3. False killer whale

The false killer whale is an oceanic dolphin found primarily in temperate and tropical waters worldwide. Populations have been sighted in the Indian Ocean, the Atlantic, and the Pacific oceans as well as in the red and Mediterranean seas. The false killer whale bears a close resemblance to the killer whale in both appearance and dietary habits. The false killer whale has a slender and tapered head and a slender body that grows to an average length of 16ft with larger males growing up to 20ft long and 17ft long in the larger females. Larger females may weigh 2600lbs and 4900lbs in larger males.The size of the false killer whale makes it the third largest of the dolphins.

2. Long-finned pilot whale

The long-finned pilot whale is an oceanic dolphin with unusually long pectoral fins. The long-finned pilot whale is a large dolphin that grows to a maximum length of about 19ft in females and 22ft in males. Their weight ranges between 2,900lbs to 5,070lbs for larger females and males respectively. Their bodies are predominantly dark grey or black with white or light grey areas on the throat and belly. Like most dolphins, the long-finned killer whale is a social animal found mainly in groups of 20-150 individuals; sometimes, they move in groups of more than 1000 members. It depicts signs of a matrilineal social structure within their groups. The whale also interacts with other dolphins such as the common bottlenose dolphin. Their diet consists primarily of cephalopods while others also feed on squids and fish. Some of the activities the long-finned pilot whales engage in include lobtailing, breaching, and spy hopping.

1. Short-finned pilot whale

Short-finned pilot whales are oceanic dolphins bearing a close resemblance to the long-finned pilot whales.
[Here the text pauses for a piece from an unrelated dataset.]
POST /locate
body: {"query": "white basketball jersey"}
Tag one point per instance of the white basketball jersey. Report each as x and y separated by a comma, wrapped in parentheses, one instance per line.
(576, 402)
However, they have shorter pectoral fins compared to the long-finned pilot whale. Their bodies are also stockier. Their body is dark grey or black with a white cape and grey to white patches on the throat and belly. They have a bulbous head with 14 to 18 teeth on each jaw. Adult males have an average length of 18ft and 12ft in females. The average weight for adults is between 2200lbs and 6600lbs. They have a long lifespan of about 45 years. Females may, however, reach 60 years. Older females tend to undergo menopause. The short-finned pilot whale is a social dolphin that rarely isolates itself. The whale stays in groups of between 10 and 30 individuals with some groups having up to 50 members. The whales have been sighted lobtailing and spy hopping.